Keindahan Puisi

14 1 0
                                    

Puisi itu karya yang indah bukan?

Seharusnya memang seperti itu. Namun sepertinya aku harus meralatnya. Puisi akan terdengar indah atau tidaknya itu tergantung pada siapa yang membuat.

∆∆∆

"Nii-chan, aku mau makan itu jugaaa~" rengek Mizu pada kakak kami, Asahina Zen.

"No no no, Mizucchi masih sakit gigi 'kan?" kata Kak Zen sambil mengusap kepala Mizu.

Mizu memang anak yang keras kepala, padahal ia sedang sakit gigi tetapi ia tetap ingin memakan coklat yang dibeli Kak Zen.

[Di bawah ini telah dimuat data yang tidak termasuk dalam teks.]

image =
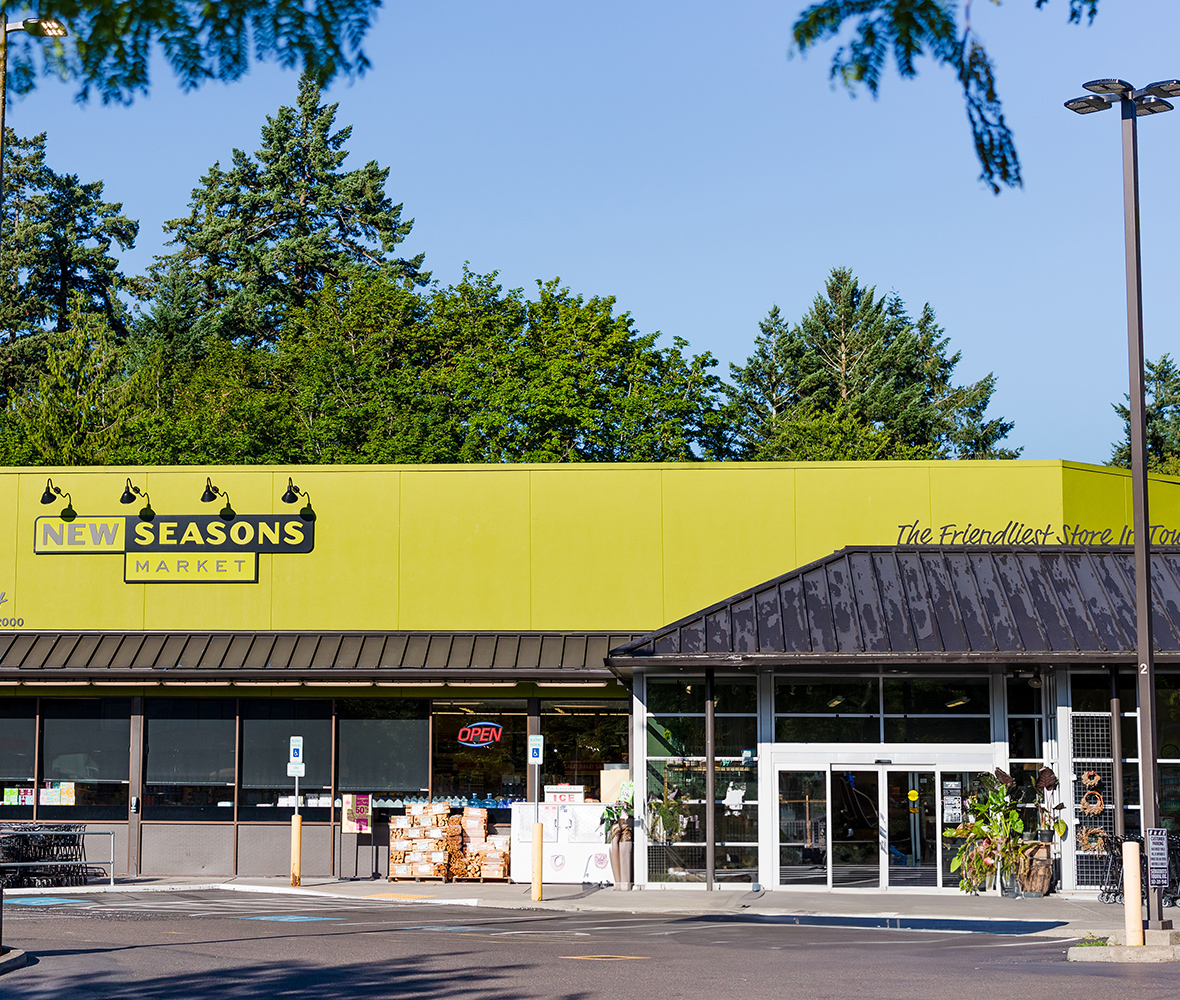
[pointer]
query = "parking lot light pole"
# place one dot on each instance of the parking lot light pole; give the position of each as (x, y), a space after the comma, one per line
(39, 27)
(1133, 104)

Kemarin saja dia diam-diam memakan permen di kamarnya. Jika bukan karena aku yang memergokinya, mungkin bengkak di pipinya akan semakin parah.

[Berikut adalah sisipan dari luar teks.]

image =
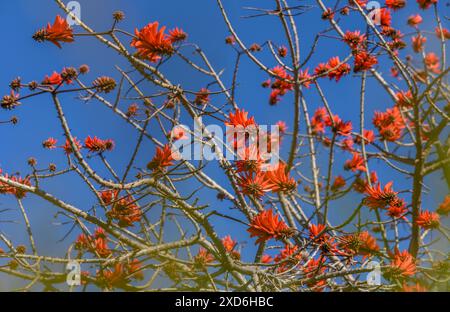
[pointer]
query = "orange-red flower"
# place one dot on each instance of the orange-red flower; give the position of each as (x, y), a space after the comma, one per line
(121, 274)
(60, 31)
(361, 3)
(432, 62)
(428, 220)
(364, 61)
(240, 118)
(10, 101)
(415, 20)
(336, 69)
(338, 183)
(403, 265)
(418, 42)
(414, 288)
(426, 4)
(395, 4)
(163, 158)
(5, 188)
(355, 39)
(390, 124)
(282, 51)
(444, 207)
(266, 225)
(249, 159)
(317, 233)
(356, 163)
(397, 209)
(50, 143)
(445, 34)
(202, 258)
(123, 209)
(55, 79)
(177, 35)
(230, 245)
(379, 198)
(152, 43)
(96, 244)
(362, 244)
(315, 268)
(404, 99)
(97, 145)
(280, 179)
(68, 148)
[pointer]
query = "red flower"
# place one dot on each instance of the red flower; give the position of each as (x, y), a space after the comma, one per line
(282, 51)
(397, 209)
(362, 244)
(123, 209)
(228, 243)
(152, 43)
(282, 126)
(12, 190)
(390, 124)
(96, 244)
(444, 208)
(266, 259)
(202, 258)
(404, 99)
(317, 233)
(361, 3)
(249, 159)
(432, 62)
(50, 143)
(267, 225)
(385, 17)
(163, 158)
(254, 184)
(305, 77)
(177, 34)
(403, 265)
(442, 34)
(339, 182)
(369, 137)
(364, 61)
(417, 43)
(240, 118)
(55, 79)
(379, 198)
(97, 145)
(414, 20)
(354, 39)
(280, 179)
(340, 127)
(336, 68)
(428, 220)
(356, 163)
(178, 133)
(395, 4)
(60, 31)
(68, 148)
(315, 268)
(425, 4)
(414, 288)
(347, 144)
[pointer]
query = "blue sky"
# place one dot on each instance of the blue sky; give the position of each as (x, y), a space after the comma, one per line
(201, 19)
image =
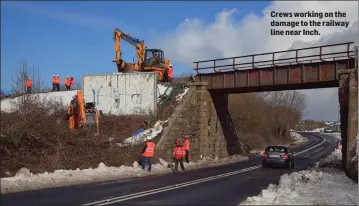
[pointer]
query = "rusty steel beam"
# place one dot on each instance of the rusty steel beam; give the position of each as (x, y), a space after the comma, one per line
(309, 73)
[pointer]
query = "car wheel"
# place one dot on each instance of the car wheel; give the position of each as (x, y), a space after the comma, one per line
(289, 164)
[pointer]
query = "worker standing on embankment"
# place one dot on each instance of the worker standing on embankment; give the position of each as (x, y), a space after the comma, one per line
(28, 85)
(72, 82)
(178, 153)
(67, 83)
(53, 83)
(170, 73)
(147, 154)
(186, 147)
(58, 81)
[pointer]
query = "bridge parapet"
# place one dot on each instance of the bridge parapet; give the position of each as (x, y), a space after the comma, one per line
(317, 68)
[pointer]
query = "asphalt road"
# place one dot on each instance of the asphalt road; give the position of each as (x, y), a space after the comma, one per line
(223, 185)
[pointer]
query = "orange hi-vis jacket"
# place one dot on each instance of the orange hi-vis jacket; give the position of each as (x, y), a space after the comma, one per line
(28, 83)
(179, 152)
(67, 82)
(58, 81)
(186, 144)
(150, 149)
(170, 72)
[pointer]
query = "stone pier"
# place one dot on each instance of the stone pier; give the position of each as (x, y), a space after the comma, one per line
(348, 99)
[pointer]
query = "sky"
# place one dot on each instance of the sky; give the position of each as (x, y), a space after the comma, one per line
(75, 38)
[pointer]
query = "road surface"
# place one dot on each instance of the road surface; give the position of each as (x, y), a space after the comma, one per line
(223, 185)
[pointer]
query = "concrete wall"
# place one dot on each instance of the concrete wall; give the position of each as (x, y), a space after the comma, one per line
(197, 116)
(123, 93)
(348, 98)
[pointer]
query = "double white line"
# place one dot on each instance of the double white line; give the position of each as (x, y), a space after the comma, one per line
(185, 184)
(172, 187)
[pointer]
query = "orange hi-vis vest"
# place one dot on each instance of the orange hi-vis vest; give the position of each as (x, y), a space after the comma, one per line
(28, 83)
(186, 144)
(170, 72)
(179, 152)
(150, 149)
(67, 82)
(57, 80)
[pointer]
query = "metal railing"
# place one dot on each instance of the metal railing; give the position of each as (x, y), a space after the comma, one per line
(319, 57)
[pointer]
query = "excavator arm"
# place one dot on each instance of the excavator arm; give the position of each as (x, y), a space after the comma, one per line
(81, 114)
(139, 45)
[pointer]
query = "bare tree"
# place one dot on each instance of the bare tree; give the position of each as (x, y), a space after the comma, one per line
(25, 71)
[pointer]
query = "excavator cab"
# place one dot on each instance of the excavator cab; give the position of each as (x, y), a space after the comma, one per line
(154, 58)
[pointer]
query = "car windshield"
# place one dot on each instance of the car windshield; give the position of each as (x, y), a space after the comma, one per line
(276, 149)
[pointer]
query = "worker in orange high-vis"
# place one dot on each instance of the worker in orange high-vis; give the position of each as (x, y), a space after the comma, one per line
(170, 73)
(186, 147)
(178, 154)
(28, 85)
(72, 82)
(53, 82)
(148, 153)
(67, 83)
(58, 81)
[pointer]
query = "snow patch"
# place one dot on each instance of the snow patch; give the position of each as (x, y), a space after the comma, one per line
(7, 105)
(320, 186)
(142, 136)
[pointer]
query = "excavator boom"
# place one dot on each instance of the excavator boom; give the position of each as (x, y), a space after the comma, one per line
(147, 59)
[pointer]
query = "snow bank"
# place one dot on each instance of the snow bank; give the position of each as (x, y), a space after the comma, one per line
(24, 180)
(319, 186)
(142, 136)
(161, 89)
(152, 132)
(64, 96)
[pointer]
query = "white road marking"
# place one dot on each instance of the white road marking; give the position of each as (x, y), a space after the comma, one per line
(185, 184)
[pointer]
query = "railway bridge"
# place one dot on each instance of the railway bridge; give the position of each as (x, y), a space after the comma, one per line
(324, 66)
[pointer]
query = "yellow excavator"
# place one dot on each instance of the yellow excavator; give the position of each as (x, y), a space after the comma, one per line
(80, 114)
(148, 60)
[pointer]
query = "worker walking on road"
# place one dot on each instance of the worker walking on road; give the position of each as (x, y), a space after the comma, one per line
(72, 82)
(186, 147)
(57, 83)
(53, 83)
(147, 154)
(67, 83)
(28, 85)
(170, 73)
(178, 154)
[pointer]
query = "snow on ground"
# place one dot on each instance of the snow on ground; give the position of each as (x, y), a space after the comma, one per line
(318, 130)
(151, 132)
(64, 96)
(319, 186)
(24, 180)
(161, 89)
(141, 137)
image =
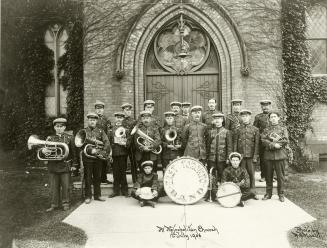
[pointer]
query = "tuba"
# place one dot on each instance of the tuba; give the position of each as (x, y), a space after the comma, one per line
(48, 150)
(93, 148)
(145, 141)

"Ah, Nii-chan pelit! Izu-nii, ayo beli coklat," katanya tiba-tiba padaku. Aku yang baru saja mengkritiknya di dalam hati segera dibuat naik darah olehnya.

Dengan menarik napas, aku mengancam dengan halus, "Ayo aja, tapi syaratnya harus mau kucubit ya pipinya."

Bergidik, ia pun meninggikan nada suaranya, "IH KOK GITU? KOK IZU-NII JAHAT AMA AKU? AKU KAN LAGI SAKIT GIGI!"

Tak mau kalah, aku pun ikut menaikkan nada suaraku, "I-TU TA-U! KAMU LAGI SAKIT GIGI KOK MAKAN COKLAT?"

Selagi aku dan Mizu bertengkar, adik bungsu kamiーAsahina Mahonーdatang dengan membawa popcorn dan duduk di sofa sembari menonton pertengkaranku dan Mizu. Benar-benar membuat sakit kepala memang sikap adik-adikku ini.

"Mappon, Nii-chan bagi popcorn-nya ya?" tanya Kak Zen pada Mahon. Mahon memang pada dasarnya tidak suka berbicara, jadi dia hanya menjawab dengan satu kali anggukkan.

Sepertinya aku harus meralat perkataanku. Hanya aku diantara saudara-saudaraku yang paling normal. Semua saudaraku membuat kepalaku pusing.

Setelah beberapa saat, akhirnya pertengkaran kami berakhir dengan Mizu yang mengalah. Tentu saja itu dengan disertai tepuk tangan dari Kak Zen. Tunggu, jelas-jelas pertengkaran itu bukan hal yang baik, tetapi bukannya mereka memisahkan kami, mereka justru menonton dan bahkan memberikan tepukan tangan di akhir. Ini benar-benar sudah tidak bisa diteladani.

"Karena aku ga boleh beli coklat, aku mau beli permen ya," ujar Mizu sambil memegang kenop pintu.

Sungguh, aku ingin menggepreknya.

∆∆∆

Rumah kami tidak pernah terdengar sepi. Mulai dari suaraku yang bertengkar dengan Mizu, atau Kak Zen yang heboh pada saat karaoke bersama Mizu, ataupun kekompakan Kak Zen dan Mizu menjahili Mahon.

Aku benar-benar tak habis pikir dengan mereka berdua. Sifat mereka benar-benar mirip. Jika mengabaikan wajah dan memerhatikan sifatnya, mungkin mereka seperti kembar. Padahal, kembaran Mizu yang asli adalah aku.

Namun sebenarnya, terdapat perbedaan besar dari kami bertiga dengan Mizu. Ini sudah menjadi rahasia umum bagi kami bertiga. Dia benar-benar tidak mungkin bisa menyembunyikannya dari saudara-saudaranya.

Aku mengetuk pintu kamar Mizu dan membuka pintunya. Aku melihat Mizu sedang duduk termangu di meja belajarnya.

"Miz, hayo makan. Jangan kemaleman kalo makan, nanti maag-mu kambuh," nasihatku.

"Hm, nanti," jawab Mizu tanpa mengalihkan pandangannya dari bukunya.

Aku mendekati Mizu untuk melihat apa yang sedang ia lakukan. Di depannya, terdapat buku kumpulan puisi dan sebuah buku tulis. Aku pun bertanya, "Kamu mau bikin apaan Miz?"